This project is my (Olivier Solliec) take home assignment. I wrote it in C# and included a dockerfile for easy running.
sudo docker build -t takehome .
sudo docker run --name takehome -td takehome
cat sample_csv.txt | sudo docker exec -i takehome /app/out/DatadogTakeHome
Prerequisite: .NET sdk 5.0
dotnet publish --output out
cat sample_csv.txt | out/DatadogTakeHome
To launch tests
dotnet test
./DatadogTakeHome -h
- CsvHelper for parsing the CSV file.
- CommandLineApi for parsing the arguments
- XUnit for unit/integration tests.
I'm assuming that we should handle low traffic websites, and that we won't necessarily have every second in the timestamps of the logs.
I allow the summary to take more time than ten seconds in those cases.
For example, if I receive the following timestamps : [1, 5, 23], the first message will be triggered at timestamp 23, and the window will be larger than ten seconds.
I'm assuming the first two minutes of the alert life we can't fire the alert because we don't have enough data about it.
We can't be sure that while streaming the results into our program, we will receive all our events in order. That's why our design should allow for receiving late events. However, we must also be reasonable and have a limit at how far back we can ingest late events.
Here, for the 10 seconds statistics system, I'm assuming that it is okay to ignore events that are later than 10 seconds.
Likewise for the 120 seconds alerting system, we won't register events later than 120 seconds.
I'm assuming that it's okay for the system to have a granularity to the second - the epoch timestamp in the sample csv file is up to the second anyway.
- The StreamingCsvParser is responsible for reading the file / stdin input line by line.
- The FileTailer is responsible for reading a file, in a blocking fashion.
- The Orchestrator is responsible for the passage of time and will keep the latest seen timestamp so far. It will pass this along with the parsed csv lines to its list of ILogAggregator.

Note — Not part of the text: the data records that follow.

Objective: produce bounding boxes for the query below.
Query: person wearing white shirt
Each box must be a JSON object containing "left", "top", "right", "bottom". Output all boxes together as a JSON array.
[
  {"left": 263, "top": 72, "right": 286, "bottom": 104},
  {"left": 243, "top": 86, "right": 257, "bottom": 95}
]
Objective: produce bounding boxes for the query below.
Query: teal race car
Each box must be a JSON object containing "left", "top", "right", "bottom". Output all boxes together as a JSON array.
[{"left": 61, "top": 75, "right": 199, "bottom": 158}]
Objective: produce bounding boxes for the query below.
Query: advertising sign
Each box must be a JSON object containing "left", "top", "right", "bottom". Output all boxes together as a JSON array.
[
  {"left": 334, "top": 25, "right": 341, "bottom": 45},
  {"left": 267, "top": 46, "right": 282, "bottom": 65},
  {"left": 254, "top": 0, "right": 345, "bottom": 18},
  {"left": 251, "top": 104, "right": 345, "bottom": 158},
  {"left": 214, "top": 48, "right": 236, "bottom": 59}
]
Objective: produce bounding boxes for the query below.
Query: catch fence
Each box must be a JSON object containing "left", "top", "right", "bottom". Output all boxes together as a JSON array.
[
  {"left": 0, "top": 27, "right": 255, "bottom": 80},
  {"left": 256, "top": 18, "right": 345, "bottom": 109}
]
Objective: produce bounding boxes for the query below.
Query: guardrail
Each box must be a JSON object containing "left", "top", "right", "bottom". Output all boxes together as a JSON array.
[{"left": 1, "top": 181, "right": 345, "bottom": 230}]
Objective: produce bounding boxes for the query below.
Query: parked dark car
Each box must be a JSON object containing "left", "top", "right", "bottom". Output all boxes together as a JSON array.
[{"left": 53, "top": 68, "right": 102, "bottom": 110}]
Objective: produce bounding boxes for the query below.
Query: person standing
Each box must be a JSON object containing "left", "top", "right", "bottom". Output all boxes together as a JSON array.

- The ILogAggregator is the interface that both alerts and reports must extend to fit in the program
- The AverageHitAlert class is the single alert implemented to fire when the hit threshold has been surpassed for 120 seconds.
- The PeriodicSummaryReport is responsible for building the 10 seconds debug report.
To add a new alert or report, you just need to create a new class, extend the ILogAggregator interface, and register it in the main program.
Because C# does not have PriorityQueues (yet, it's planned for .NET 6), I decided to write my own to keep the 5 most hit sections.
Probably overkill but it could help when there are many many sections. N being the number of sections and K the number to keep, it brings down the time complexity from o(NLogN) to o(NLogK) with extra K space complexity. Here K is 5 so it's constant => Time is o(N).
For the two minute average alert, I decided to use a circular buffer. It's a way to have a moving window of 120 seconds, each step being one second.
To implement it, I used an array of size 120, it has one bucket per second. There's also a total counter, so we don't have to compute the average each time we are looking for it.
When inserting data, we take the timestamp % 120, and this is our index to insert. We have to "close" the same bucket, this means, removing the current value from the total, then setting the current value to zero.
- Improve the file tailer to detect file replacements (for log rotate), for now it only works while the current file is appended to.
- Add a web application with an API to receive events sent by this application, and add a frontend monitoring section.
- Add a request rate per second for each relevant counter.
- If I had more alert types / report types, I would pre-aggregate data to the second. For example, we could have a system where when you see the Nth timestamp, you can send downstream the aggregated data for the Nth - 10 second. This way, the alerts wouldn't be responsible for aggregating each "log line".
- If it were a real product, have a look at alerting APIs (OpsGenie / PagerDuty) or even just slack to trigger the alerts there.
- YAGNI for this assignment: I would find a way to put common code for alerts and reports in an abstract class; for example the alerts that should send a message only the first time they fire. For this assignment there's only one of each so it doesn't really make sense.
- I would investigate the Actor Model which could suit us fine for this use case. For example, each alert and report would be an actor, the parser would also be an actor and send messages to alerts & reports. Then there would be a display actor that receives "print" messages and prints them.